Ucraina, la cyberwar e il (non) problema Kaspersky, parla l’esperto

Foto: Christiaan Colen

La guerra in Ucraina non è (solo) una guerra cibernetica, ma è fatta di carri armati, cecchini e scontri armati. Questo però non vuol dire che il digitale non sia entrato in questo conflitto. Ma ci sono stati due approcci completamente diversi: da una parte Putin che ha abiurato alla tecnologia, in alcuni casi ha provato anche a mettere a tacere i social, facendo affidamento su 200mila uomini e tanti mezzi armati, dall’altra parte Zelensky con pochi uomini, pochi mezzi e che anche per questo ha deciso di utilizzare i social come un’arma. Un’arma per isolare Putin e trovare consensi.

“Tutti ci aspettavamo fin dall’inizio un’azione forte da parte della Russia a livello di cyberwar quindi azioni attraverso hackeraggi, virus, blocco di database di infrastrutture informatiche dell’Ucraina e probabilmente hanno anche tentato di farlo- ha dichiarato il presidente di Anorc Professioni Andrea Lisi- Inizialmente sembrava dovesse essere una guerra lampo, considerate anche le forze in campo, in cui la Russia avrebbe fisicamente e digitalmente eliminato l’Ucraina”.

Circostanza che almeno nel primissimo periodo della guerra è accaduta. “Le infrastrutture ucraine sono andate in crash e oggi moltissime armi ucraine sono state bloccate, ma per come si sta sviluppando adesso la guerra è molto più complessa di come l’aveva immaginata inizialmente Putin” ha aggiunto Lisi.

E secondo Lisi il motivo è da ricercare nelle “contromisure che Zelensky ha affidato a un’altra modalità del digitale che è stata inaspettata: trasformare una guerra fisica e una (più ‘tradizionale’) cyberwar in mano ad hacker in una guerra soprattutto di comunicazione.

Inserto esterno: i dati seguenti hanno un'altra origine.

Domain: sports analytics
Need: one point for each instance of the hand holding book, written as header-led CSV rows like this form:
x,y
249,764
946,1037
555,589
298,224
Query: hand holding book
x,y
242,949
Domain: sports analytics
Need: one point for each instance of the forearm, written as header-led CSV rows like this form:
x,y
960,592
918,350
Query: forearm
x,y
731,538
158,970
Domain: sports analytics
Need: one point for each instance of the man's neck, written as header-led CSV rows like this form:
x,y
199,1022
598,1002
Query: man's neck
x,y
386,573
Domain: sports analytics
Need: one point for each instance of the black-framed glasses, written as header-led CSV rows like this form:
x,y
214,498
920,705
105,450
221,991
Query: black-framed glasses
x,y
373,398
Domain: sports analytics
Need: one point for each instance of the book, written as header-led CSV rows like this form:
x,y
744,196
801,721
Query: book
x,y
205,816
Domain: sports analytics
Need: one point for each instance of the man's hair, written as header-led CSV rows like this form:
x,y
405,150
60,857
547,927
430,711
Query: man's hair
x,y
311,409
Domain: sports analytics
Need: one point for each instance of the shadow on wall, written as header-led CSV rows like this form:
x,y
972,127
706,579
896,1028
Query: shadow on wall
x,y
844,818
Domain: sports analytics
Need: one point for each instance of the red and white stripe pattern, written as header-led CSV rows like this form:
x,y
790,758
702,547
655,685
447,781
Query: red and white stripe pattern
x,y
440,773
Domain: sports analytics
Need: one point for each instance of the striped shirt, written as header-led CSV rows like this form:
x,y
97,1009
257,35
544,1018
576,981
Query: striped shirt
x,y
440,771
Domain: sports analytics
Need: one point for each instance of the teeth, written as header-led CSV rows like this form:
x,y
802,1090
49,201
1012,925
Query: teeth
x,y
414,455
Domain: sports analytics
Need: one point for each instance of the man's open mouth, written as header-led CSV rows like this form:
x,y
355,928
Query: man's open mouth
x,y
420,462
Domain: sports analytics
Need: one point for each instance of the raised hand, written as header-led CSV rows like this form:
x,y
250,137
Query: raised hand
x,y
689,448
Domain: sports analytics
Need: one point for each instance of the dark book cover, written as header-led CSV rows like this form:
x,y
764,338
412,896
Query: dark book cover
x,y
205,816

L’abilità di Zelensky e del suo gruppo di comunicazione è stata quella di sfruttare i canali di comunicazione soprattutto quelli social contro Putin”.

Putin ha risposto “da monarca- ha evidenziato Lisi- cercando di chiudere a chiave ciò che non è possibile segregare. Però il bello dei social è che sono anazionali e non hanno confini territoriali, la comunicazione non è comprimibile. Lo stesso Twitter quando hanno provato a bloccarlo ha trovato delle contromisure per continuare a essere efficace su canali alternativi all’interno della Russia”.
In Italia è scattato l’allarme Kaspersky l’antivirus russo che potrebbe essere una porta di accesso che renderebbe facilmente utilizzabile per ‘bucare’ i sistemi di sicurezza delle nostre Pubbliche amministrazioni. “Oggi per il nostro Paese il problema non è (soltanto) Kaspersky, ma è molto più ampio e complesso – ha dichiarato Lisi- infatti, secondo delle recenti analisi dell’Agenzia per l’Italia digitale le piattaforme Cms delle Pubbliche amministrazioni non sono aggiornate, quindi le falle non dipendono dagli antivirus russi, ma dal fatto che l’intera filiera non è aggiornata. Forse l’Europa a livello di infrastruttura, di cloud, di sistemi antivirus, di soluzioni dovrebbe iniziare a investire di più sul digitale. Avere soluzioni proprie, europee, che favoriscano la libera circolazione dei dati, ma anche la sicurezza a livello europeo, perché non è soltanto un problema nazionale”.